A gap by the CME governing body – the Accreditation Council for Continuing Medical Education (ACCME) – excludes EHR providers from rules that prohibit CME sponsorship opportunities to organizations that produce, market, re-sell, or distribute patient-centric health care goods or services. In addition, the 21st Century Cures Act of 2016 further excluded EHR systems from the Food and Drug Administration’s oversight despite being a multibillion dollar industry, say Lehmann and colleagues involved in the paper.

But known publication bias for positive studies of EHRs and the “hold harmless” and nondisclosure clauses in vendor contracts, which prevent physicians from disclosing flaws in these systems, combined with marketing focused on improving vendors’ profits, can result in poor purchasing and upgrade decisions by physicians, which may adversely affect patients, the authors say.

“When EHR vendors provide CME, bias and the need for the physician to reciprocate the favor make it more likely that physicians make decisions on EHR purchasing, updating, and maintenance that are not in the best interest of patients or society,” Lehmann says. “When pharmaceutical companies previously provided free continuing CME to physicians, physicians changed prescribing behavior, and the effect for patients and the health care system proved detrimental. Because that was recognized, pharmaceutical companies no longer may sponsor CME activities and presentations.”

According to the U.S. Department of Health and Human Services Office of the National Coordinator (ONC) for Health Information Technology, EHR technologies are used by 86% of office-based physicians, and 80% of clinics have adopted an ONC-certified EHR system.

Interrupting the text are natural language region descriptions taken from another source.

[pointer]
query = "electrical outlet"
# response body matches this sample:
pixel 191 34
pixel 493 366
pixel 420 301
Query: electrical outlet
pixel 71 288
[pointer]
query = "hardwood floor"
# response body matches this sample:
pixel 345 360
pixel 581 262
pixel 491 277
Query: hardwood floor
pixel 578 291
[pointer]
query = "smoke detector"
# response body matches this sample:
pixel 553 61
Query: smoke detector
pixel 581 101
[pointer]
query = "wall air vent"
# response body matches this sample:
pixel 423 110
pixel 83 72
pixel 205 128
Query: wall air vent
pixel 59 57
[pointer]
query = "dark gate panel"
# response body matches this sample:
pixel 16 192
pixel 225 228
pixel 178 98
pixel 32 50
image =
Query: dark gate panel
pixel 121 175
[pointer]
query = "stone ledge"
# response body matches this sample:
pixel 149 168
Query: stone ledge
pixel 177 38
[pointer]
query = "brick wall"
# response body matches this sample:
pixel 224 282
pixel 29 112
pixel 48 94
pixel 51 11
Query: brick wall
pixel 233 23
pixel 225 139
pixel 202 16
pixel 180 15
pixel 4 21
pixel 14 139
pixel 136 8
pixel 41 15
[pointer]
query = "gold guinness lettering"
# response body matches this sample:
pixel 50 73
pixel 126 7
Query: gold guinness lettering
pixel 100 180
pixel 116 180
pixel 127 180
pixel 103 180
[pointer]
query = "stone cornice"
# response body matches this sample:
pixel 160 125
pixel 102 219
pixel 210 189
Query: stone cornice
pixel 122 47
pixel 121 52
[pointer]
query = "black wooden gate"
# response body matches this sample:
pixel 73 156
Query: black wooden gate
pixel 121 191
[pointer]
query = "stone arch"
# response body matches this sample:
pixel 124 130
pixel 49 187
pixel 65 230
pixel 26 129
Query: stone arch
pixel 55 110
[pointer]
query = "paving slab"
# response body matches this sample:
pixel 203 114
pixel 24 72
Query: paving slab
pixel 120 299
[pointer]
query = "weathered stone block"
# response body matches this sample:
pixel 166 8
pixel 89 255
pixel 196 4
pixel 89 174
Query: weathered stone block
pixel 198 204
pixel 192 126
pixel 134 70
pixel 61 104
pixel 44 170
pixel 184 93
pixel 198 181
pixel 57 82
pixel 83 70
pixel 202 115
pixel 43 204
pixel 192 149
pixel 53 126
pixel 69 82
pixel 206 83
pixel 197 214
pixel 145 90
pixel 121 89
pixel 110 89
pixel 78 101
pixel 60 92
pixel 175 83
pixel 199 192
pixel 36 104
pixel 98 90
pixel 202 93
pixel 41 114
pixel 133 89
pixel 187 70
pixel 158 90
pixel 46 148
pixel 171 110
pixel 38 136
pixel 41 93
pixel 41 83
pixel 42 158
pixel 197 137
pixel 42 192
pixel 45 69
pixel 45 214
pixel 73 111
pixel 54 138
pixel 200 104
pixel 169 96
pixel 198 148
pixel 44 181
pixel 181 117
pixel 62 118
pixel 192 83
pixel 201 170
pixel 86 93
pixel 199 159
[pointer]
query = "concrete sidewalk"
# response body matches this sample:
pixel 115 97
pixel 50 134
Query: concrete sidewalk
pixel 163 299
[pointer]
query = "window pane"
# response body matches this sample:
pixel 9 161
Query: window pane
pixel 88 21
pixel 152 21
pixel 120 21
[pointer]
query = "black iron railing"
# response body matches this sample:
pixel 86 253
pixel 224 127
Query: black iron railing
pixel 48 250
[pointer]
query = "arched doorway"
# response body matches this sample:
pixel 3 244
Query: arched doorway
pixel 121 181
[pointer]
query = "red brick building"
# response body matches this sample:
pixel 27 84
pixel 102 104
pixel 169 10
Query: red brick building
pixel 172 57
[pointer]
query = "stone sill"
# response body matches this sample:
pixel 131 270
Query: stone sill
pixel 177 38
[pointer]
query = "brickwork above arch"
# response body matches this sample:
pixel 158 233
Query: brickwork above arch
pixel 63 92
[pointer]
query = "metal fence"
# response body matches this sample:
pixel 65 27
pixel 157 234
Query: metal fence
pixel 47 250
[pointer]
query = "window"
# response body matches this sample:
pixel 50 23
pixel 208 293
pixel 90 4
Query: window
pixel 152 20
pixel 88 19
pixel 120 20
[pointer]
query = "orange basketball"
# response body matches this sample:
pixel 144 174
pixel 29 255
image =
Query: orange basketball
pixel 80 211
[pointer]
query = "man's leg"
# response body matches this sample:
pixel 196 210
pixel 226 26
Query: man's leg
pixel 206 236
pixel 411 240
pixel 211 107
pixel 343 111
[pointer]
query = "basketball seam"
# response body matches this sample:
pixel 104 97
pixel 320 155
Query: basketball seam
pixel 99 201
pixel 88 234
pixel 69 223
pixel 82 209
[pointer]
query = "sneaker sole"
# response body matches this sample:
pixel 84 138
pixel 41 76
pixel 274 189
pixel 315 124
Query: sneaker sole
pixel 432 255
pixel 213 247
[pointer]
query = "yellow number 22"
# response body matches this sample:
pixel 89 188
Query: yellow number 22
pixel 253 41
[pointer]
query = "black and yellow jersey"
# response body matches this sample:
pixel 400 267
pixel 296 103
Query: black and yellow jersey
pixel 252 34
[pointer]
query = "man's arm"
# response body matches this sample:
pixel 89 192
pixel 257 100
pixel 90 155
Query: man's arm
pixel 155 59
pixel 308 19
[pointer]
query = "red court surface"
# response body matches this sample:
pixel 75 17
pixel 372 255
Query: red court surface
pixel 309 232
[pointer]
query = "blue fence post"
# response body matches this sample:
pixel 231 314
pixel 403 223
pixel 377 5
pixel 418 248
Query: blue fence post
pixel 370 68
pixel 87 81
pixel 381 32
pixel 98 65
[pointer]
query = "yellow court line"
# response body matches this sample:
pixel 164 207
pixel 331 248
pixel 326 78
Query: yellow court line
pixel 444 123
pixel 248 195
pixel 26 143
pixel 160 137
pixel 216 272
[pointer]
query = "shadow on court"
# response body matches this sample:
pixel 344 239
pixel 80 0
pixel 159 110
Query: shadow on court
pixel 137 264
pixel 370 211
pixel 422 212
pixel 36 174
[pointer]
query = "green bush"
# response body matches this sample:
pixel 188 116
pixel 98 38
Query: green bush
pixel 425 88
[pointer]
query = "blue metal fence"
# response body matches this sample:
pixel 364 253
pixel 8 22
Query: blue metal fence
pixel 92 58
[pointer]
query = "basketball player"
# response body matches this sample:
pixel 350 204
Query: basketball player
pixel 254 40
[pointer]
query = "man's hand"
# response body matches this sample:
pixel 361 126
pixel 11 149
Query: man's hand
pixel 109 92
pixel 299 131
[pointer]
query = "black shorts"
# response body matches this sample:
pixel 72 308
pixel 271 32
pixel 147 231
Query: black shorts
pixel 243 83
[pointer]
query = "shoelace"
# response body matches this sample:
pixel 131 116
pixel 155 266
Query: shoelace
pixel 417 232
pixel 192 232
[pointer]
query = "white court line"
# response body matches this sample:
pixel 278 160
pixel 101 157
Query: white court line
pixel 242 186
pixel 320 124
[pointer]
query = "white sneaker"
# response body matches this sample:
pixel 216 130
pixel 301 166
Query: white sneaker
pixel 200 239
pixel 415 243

“While Congress recognized that educational grants by pharmaceutical companies are problematic as they alter prescribing practices by physicians in a fashion that is unfavorable to patients, until today the fact that this may also be a problem with EHR vendors had not been recognized,” Lehmann says. “The 2009 American Recovery and Reinvestment Act significantly accelerated the implementation of EHRs and with it the influence that EHR vendors have on provider behavior.”

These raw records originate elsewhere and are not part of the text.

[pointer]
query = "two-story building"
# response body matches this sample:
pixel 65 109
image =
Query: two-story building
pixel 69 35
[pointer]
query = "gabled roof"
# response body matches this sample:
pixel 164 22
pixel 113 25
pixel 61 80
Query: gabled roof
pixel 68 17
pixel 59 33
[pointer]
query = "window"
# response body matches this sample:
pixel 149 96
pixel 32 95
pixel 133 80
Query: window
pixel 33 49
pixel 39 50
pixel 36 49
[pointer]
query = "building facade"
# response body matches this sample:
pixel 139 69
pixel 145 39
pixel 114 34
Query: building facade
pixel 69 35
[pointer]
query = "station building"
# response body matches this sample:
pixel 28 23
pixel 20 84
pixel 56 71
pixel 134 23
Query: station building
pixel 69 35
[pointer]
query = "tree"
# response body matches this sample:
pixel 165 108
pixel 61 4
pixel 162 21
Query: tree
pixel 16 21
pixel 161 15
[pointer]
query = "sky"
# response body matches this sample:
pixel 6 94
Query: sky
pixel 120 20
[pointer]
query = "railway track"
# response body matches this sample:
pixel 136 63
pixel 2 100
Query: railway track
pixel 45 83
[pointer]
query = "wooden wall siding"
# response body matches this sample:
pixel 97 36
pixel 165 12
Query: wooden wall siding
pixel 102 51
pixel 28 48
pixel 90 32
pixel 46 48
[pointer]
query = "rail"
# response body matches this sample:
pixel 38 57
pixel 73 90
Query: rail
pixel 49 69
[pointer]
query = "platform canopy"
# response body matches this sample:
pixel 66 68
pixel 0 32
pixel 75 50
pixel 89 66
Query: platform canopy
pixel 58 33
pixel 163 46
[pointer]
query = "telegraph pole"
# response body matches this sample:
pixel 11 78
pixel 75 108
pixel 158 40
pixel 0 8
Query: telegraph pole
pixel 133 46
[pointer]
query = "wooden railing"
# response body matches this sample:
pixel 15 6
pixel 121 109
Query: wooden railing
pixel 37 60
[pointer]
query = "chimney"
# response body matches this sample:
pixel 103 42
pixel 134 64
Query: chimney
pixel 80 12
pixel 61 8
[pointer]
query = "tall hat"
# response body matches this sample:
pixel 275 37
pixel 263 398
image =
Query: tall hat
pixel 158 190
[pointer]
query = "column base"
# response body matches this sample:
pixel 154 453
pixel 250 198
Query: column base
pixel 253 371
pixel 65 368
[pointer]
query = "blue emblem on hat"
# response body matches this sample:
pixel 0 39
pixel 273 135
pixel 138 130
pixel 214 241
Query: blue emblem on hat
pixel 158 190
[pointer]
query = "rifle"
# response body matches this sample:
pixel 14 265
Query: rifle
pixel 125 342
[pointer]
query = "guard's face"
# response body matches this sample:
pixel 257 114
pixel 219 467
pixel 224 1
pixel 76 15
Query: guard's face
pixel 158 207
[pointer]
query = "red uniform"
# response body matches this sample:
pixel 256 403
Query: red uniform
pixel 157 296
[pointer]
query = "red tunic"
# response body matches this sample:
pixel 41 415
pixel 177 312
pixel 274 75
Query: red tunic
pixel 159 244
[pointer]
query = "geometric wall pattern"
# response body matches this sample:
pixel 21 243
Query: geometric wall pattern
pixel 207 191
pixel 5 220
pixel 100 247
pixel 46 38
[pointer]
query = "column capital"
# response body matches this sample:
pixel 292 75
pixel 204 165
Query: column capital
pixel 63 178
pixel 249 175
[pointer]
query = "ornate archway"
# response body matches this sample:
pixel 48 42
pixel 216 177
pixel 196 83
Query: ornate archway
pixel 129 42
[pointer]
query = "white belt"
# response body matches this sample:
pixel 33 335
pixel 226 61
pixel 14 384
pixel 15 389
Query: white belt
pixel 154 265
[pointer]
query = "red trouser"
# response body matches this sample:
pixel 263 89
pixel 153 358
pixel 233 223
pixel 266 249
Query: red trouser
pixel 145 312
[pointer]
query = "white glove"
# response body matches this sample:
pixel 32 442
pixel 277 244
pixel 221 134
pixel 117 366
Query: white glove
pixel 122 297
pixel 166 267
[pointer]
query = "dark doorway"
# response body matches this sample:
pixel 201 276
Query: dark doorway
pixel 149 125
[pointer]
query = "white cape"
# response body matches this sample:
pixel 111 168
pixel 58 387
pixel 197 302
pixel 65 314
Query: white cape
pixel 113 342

The authors recommend that the ACCME designate EHR vendors as commercial interests to eliminate informational bias and anchoring – where only one company’s product and its benefits are presented without mention of solutions or products by competitors.

Authors include Pesha F. Rubinstein, M.P.H., CHCP, director, continuing and professional education, American Medical Informatics Association, Bethesda, Maryland; Blackford Middleton, M.D., M.P.H., MSc, chief informatics and innovation officer, Apervita Inc., Chicago; ORCID: https://orcid.org/0000-0002-1819-1234.; and Kenneth W. Goodman, Ph.D., founder and director, Institute for Bioethics and Health Policy, University of Miami Miller School of Medicine. Funding/support: none reported. Disclaimers: The opinions expressed in this article do not necessarily reflect the opinions of the American Medical Informatics Association, its board of directors, or its members.

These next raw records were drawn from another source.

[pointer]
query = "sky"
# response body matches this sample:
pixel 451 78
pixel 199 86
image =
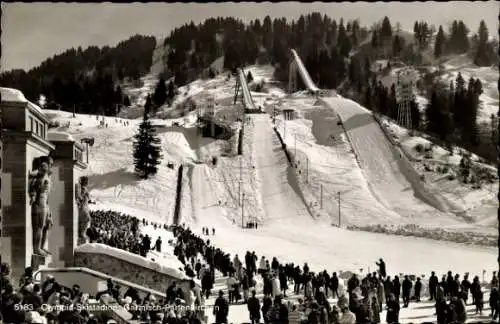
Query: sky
pixel 33 32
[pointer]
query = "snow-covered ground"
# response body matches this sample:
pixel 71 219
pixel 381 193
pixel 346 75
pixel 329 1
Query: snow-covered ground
pixel 480 204
pixel 275 195
pixel 448 72
pixel 488 77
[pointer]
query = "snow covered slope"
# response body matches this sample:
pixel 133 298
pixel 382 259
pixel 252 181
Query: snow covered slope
pixel 280 193
pixel 113 183
pixel 396 188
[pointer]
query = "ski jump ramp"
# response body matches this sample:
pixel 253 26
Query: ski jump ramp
pixel 247 97
pixel 303 73
pixel 392 179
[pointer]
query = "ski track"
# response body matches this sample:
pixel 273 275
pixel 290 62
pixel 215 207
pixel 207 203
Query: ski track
pixel 376 158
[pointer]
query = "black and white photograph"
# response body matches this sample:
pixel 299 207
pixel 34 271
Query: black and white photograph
pixel 245 163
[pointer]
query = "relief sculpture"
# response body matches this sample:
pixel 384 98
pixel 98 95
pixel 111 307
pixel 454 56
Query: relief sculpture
pixel 39 191
pixel 83 200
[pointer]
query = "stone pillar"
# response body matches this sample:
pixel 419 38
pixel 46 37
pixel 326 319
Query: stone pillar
pixel 67 169
pixel 19 151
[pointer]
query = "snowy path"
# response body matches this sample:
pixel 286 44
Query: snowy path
pixel 205 203
pixel 416 313
pixel 281 201
pixel 293 236
pixel 387 182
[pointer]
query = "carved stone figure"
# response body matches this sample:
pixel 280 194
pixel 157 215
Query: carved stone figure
pixel 39 190
pixel 83 200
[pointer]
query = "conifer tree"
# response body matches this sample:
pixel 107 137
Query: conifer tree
pixel 439 43
pixel 160 94
pixel 482 57
pixel 147 150
pixel 249 77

About UT Southwestern Medical Center

UT Southwestern, one of the premier academic medical centers in the nation, integrates pioneering biomedical research with exceptional clinical care and education. The institution’s faculty has received six Nobel Prizes, and includes 22 members of the National Academy of Sciences, 17 members of the National Academy of Medicine, and 14 Howard Hughes Medical Institute Investigators. The full-time faculty of more than 2,500 is responsible for groundbreaking medical advances and is committed to translating science-driven research quickly to new clinical treatments. UT Southwestern physicians provide care in about 80 specialties to more than 105,000 hospitalized patients, nearly 370,000 emergency room cases, and oversee approximately 3 million outpatient visits a year.